299792458ms−1 ) in a vacuum. The index of refraction enters essentially in computing the angel of refraction via Snell’s law. Typical indices of refraction are between 1 and 2. The index of refraction depends on the wavelength of the radiation being considered. See Snell’s law.

indices, geomagnetic Quantitative variables derived from observations, giving the state of the magnetosphere. They include the Dst index, which gauges the intensity of the ring current; the Kp index, which gives the variability of the ﬁeld; and the AE, AU, and AL indices, which provide information on the auroral electrojet and through that, indirectly, on the ﬂow of Birkeland currents. For details, see individual items.

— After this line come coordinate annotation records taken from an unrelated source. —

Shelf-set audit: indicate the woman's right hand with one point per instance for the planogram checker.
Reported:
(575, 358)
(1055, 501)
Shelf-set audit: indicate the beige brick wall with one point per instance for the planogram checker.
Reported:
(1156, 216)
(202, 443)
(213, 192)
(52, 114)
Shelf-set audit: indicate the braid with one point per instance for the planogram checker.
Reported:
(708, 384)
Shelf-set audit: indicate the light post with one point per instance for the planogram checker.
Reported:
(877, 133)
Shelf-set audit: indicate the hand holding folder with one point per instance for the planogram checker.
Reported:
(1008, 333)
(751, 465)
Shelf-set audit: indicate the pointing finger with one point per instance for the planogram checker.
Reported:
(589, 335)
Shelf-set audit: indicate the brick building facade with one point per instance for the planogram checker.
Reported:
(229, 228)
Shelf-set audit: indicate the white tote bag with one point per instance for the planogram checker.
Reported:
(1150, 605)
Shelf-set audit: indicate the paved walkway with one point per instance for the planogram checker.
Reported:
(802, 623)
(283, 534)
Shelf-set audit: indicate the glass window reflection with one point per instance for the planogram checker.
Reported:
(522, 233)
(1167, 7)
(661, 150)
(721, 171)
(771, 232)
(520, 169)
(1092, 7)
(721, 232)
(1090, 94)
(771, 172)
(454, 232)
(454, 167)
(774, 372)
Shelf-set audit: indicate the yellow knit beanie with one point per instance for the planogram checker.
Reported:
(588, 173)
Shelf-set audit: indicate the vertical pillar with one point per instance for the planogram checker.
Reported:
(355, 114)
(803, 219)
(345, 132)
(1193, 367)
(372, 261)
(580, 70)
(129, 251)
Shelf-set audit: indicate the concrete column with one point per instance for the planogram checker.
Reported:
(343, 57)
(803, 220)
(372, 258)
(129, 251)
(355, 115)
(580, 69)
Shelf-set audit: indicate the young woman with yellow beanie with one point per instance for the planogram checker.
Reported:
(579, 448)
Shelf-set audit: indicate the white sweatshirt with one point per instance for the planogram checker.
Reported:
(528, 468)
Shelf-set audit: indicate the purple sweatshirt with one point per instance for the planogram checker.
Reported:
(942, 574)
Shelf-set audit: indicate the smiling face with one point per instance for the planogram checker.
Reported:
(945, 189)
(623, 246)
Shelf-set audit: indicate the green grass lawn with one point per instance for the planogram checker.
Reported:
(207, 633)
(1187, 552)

induced Compton scattering Compton scattering induced by an extremely intense radiation ﬁeld, as found in compact radio sources and pulsars. Induced Compton scattering is a form of stimulated emission, in which a photon of a given frequency stimulates the emission of a second photon of identical frequency, phase, direction of motion, and polarization. Unlike stimulated emission due to the transition of an electron between two-bound states of an atom or ion, induced Compton effect transfers energy to electrons.

induced gravity (Sakharov, 1967) An alternative concept to the theories of quantum gravity in which the gravitational interaction is not fundamental, but is deﬁned by the quantum effects of the matter ﬁelds. The main mathematical problem arising in this approach is the calculability of the dimensional parameters: cosmological and gravitational constants. Only one of them may be deﬁned from the quantum ﬁeld theory of matter ﬁelds, which leaves the room to the ﬁne-tuning for the value of a cosmological constant. A form of induced gravity has been achieved in string theory. In this case, neither gravity nor other observable interactions are fundamental. All the interactions including gravity appear to be induced ones due to the quantum effects of (super)string. In particular, the Einstein equations arise as a consistency condition for the string effective action. See curved space-time, quantum ﬁeld theory in curved spacetime, quantum gravity.